Zuletzt war er Chief Underwriting Officer International P&C bei AXA XL mit Sitz in Zürich. Buckle ist Absolvent der Universität Cambridge und hält einen Masterabschluss der Universität London sowie einen MBA des Instituto de Estudies Superiores de la Empresa (IESE) in Barcelona.

„Renate Strasser hat fundierte Fach- und Finanzexpertise und breite Erfahrung in der Schaden- und Unfallversicherung – das sind genau die Fähigkeiten, die wir brauchen. Tony Buckle kann eine starke Erfolgsbilanz bei der profitablen Neuausrichtung von Versicherungsbeständen vorweisen, außerdem verfügt er über umfassende Erfahrung im Underwriting und Portfoliomanagement. Wir sind bei unserem Underwriting-Turnaround schon gut vorangekommen – die beiden neuen Vorstandsmitglieder werden uns auf dem Weg hin zu nachhaltiger Rentabilität weiter unterstützen“.

Joachim Müller, Vorstandsvorsitzender von AGCS

Zweites großes Stühlerücken binnen Jahresfrist

Immerhin: Im großen Stühlerücken herrscht bei AGCS schon eine gewisse Erfahrung. Bereits im November 2019 wurde Joachim Müller zum neuen Vorstandschef des kriselnden Industrieversicherers berufen. Er folgte damit auf Chris Fischer Hirs, der sein Amt zum 30. November 2019 niedergelegt hatte.

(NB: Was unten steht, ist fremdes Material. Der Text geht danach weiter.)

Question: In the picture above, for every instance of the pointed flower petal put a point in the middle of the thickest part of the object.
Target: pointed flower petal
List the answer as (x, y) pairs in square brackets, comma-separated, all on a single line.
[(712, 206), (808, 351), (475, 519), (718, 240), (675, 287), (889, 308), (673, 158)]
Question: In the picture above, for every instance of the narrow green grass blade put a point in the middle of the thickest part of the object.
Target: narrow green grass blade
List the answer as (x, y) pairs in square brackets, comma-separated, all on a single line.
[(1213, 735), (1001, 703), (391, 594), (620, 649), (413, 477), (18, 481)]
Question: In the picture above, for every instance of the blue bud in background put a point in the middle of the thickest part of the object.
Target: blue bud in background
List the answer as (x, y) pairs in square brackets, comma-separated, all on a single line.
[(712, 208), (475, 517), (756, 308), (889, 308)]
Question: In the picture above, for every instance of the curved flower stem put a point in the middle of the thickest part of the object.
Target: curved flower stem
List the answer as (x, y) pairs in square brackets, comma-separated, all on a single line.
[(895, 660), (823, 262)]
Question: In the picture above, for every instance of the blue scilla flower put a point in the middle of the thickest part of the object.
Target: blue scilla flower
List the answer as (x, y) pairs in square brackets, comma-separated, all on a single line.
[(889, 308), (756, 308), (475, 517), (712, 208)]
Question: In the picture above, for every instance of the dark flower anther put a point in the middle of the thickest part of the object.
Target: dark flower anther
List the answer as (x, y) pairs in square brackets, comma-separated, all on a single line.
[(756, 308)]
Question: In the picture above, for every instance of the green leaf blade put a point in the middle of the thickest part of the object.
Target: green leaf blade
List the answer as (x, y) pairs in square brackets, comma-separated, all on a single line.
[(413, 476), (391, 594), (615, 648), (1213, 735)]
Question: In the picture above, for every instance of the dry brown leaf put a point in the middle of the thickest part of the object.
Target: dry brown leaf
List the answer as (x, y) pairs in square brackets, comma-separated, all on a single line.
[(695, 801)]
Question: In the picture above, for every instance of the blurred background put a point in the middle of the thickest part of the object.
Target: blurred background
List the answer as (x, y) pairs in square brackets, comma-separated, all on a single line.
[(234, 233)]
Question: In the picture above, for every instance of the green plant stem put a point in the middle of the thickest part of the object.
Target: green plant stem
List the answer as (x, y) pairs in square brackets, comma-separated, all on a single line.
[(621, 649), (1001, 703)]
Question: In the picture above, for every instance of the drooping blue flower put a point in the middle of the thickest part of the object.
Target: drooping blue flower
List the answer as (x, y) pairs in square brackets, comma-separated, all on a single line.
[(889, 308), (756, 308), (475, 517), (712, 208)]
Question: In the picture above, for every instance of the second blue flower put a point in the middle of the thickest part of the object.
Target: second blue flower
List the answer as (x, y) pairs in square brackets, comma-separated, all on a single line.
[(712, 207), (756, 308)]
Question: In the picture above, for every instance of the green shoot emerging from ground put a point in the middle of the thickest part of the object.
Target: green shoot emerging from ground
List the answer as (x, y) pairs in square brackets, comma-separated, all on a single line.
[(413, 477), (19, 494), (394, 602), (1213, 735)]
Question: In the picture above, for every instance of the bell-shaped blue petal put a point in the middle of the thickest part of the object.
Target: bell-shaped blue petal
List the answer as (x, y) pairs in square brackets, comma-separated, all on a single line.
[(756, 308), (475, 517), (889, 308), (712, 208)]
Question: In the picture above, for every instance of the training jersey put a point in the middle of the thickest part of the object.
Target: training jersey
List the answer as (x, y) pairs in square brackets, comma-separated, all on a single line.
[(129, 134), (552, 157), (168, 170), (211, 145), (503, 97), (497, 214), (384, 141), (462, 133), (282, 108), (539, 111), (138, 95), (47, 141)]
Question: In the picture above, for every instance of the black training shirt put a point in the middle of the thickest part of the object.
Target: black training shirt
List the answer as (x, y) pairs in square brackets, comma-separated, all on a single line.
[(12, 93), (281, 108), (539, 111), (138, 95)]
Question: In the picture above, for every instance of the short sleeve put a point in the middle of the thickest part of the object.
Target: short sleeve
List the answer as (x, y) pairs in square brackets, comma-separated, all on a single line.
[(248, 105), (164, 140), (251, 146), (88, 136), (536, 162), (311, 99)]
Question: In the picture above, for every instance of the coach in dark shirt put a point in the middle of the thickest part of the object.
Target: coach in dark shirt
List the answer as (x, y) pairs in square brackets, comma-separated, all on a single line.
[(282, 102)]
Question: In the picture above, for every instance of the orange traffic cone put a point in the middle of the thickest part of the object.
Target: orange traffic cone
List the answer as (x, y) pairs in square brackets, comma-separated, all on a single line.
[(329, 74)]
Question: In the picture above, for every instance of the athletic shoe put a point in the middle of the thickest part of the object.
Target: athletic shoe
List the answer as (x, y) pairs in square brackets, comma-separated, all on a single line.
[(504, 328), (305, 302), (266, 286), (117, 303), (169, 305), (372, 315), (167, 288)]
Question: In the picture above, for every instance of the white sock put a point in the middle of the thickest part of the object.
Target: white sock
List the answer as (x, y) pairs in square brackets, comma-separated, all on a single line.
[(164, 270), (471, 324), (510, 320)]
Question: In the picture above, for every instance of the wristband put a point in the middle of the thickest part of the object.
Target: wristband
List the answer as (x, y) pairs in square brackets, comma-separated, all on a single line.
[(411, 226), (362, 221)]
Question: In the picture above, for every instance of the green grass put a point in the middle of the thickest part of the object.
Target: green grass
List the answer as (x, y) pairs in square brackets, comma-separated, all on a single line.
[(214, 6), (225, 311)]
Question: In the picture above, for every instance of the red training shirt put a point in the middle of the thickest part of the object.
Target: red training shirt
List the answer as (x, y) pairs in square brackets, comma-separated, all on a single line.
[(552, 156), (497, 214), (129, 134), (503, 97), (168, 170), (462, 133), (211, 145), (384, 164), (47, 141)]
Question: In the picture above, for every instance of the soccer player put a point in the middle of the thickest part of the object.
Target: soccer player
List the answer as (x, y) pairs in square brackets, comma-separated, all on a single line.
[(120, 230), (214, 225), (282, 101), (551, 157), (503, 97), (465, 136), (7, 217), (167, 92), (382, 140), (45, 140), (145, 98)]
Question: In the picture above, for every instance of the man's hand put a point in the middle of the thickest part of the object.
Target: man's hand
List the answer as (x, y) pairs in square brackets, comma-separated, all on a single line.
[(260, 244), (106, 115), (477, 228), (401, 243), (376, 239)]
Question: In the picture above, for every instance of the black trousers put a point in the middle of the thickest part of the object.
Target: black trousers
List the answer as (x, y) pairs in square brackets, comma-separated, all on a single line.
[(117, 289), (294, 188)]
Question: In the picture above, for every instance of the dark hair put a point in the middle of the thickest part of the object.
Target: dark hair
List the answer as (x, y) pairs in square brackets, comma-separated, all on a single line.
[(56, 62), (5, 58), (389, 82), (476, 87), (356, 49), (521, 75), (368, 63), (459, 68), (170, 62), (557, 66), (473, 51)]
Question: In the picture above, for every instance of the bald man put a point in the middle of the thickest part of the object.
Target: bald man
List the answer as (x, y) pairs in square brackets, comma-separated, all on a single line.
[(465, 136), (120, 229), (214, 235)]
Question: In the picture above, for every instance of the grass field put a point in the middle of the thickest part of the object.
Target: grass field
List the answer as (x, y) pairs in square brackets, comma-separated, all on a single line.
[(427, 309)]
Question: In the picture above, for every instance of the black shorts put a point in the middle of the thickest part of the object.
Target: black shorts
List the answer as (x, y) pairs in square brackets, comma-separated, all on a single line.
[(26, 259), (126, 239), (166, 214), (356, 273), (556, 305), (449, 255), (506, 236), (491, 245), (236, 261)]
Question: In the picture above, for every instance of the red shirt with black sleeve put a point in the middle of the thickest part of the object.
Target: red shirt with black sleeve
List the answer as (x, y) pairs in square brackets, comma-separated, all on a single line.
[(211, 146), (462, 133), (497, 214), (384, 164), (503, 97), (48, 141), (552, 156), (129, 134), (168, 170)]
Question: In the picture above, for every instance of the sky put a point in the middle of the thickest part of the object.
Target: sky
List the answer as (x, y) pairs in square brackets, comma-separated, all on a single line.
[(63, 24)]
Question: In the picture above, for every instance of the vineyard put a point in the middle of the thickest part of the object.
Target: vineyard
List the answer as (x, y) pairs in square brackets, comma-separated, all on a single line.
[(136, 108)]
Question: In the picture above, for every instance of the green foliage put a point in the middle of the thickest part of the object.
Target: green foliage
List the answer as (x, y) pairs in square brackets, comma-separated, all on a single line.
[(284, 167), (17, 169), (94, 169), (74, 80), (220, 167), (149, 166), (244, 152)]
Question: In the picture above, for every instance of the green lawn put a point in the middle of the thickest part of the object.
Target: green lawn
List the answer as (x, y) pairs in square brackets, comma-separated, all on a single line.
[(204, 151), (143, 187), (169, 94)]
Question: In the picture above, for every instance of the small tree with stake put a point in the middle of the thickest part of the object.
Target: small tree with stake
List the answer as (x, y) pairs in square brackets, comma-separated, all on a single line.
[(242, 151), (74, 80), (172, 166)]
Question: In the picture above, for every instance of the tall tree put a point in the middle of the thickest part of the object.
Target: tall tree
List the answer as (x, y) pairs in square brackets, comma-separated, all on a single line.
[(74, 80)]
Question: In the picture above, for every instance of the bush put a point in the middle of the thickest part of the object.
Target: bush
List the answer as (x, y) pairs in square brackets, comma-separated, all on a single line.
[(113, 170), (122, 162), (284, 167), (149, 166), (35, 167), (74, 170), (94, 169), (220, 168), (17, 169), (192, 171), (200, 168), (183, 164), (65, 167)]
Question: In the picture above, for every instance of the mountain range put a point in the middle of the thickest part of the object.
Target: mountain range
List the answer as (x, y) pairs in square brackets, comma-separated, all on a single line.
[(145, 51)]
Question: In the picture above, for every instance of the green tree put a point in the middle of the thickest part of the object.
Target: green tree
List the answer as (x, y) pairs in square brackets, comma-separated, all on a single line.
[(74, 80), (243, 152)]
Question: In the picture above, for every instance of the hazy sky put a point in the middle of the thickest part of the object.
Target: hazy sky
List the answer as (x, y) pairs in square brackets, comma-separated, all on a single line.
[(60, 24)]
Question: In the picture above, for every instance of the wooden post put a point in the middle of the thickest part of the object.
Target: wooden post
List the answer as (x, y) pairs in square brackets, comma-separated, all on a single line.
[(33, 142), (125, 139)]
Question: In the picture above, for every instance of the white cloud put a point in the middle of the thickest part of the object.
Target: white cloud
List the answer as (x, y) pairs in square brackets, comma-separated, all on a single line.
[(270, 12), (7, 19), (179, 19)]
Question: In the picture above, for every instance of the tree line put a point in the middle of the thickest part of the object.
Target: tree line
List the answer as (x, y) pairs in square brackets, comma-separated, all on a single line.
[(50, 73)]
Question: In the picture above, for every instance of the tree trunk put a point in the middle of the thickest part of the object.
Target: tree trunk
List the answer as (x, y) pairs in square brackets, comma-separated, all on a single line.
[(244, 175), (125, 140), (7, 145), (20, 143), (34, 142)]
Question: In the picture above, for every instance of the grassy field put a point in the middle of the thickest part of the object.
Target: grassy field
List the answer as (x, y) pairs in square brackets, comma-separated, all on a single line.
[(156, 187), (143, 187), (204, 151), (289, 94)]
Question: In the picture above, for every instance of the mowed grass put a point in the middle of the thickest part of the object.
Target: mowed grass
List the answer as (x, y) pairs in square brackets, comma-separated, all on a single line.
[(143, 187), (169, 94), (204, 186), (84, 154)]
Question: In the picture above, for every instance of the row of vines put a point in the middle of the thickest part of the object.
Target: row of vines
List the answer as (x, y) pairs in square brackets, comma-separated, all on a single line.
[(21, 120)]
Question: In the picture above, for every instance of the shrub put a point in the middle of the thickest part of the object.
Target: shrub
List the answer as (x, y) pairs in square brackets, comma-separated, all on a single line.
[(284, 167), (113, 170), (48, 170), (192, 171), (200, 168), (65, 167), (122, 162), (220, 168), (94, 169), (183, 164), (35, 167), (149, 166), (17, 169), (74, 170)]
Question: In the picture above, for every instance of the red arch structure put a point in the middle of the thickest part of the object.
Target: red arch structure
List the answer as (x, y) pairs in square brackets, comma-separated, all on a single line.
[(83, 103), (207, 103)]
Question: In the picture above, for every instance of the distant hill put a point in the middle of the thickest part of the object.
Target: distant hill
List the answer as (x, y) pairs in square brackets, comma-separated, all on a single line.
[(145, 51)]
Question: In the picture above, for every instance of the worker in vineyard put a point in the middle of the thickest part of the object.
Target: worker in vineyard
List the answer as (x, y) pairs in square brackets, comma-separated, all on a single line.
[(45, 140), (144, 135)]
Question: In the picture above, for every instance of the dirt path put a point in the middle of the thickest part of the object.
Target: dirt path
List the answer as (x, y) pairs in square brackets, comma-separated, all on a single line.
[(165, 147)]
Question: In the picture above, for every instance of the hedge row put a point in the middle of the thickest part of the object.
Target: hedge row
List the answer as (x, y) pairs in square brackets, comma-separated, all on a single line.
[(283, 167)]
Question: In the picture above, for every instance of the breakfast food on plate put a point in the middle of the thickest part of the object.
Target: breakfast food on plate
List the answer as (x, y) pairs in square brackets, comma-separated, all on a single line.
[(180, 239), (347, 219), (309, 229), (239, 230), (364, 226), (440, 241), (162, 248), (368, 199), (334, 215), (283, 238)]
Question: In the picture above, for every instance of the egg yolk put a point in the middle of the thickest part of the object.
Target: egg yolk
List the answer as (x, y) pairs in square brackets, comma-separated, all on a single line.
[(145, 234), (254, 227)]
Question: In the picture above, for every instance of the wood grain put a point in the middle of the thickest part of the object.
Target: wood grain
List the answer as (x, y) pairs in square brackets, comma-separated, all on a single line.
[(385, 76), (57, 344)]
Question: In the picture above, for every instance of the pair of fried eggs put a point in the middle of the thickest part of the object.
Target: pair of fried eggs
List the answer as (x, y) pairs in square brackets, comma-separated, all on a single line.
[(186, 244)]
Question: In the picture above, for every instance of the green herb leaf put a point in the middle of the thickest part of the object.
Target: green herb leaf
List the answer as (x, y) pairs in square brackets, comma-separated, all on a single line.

Aktuell machen AGCS vor allem die Folgen der Corona-Pandemie zu schaffen: So lag die Combined Ratio in den ersten drei Monaten des laufenden Geschäftsjahres 2020 bei 117,4 Prozent. Zudem werde die Allianz-Tochter nach dem operativen Quartalsverlust von 141 Mio. Euro auch im Gesamtjahr keinen Gewinn erzielen, kündigte Allianz-Finanzvorstand Giulio Terzariol bei der Präsentation der Q1-Zahlen an. 

Die Gründe für die Verluste bei AGCS sieht der Finanzvorstand der Allianz SE vor allem in der Absage von Großveranstaltungen und die Betriebsschließungen. Die Verschiebung der Olympischen Spiele von Tokio auf das kommende Jahr dürften den Versicherungskonzern laut Terzariol etwa 20 Mio. Euro kosten.

Ob die neue Vorstandsriege das Sorgenkind der Allianz wieder in ruhigere Fahrwasser steuern kann, wird sich allerdings erst 2021 zeigen.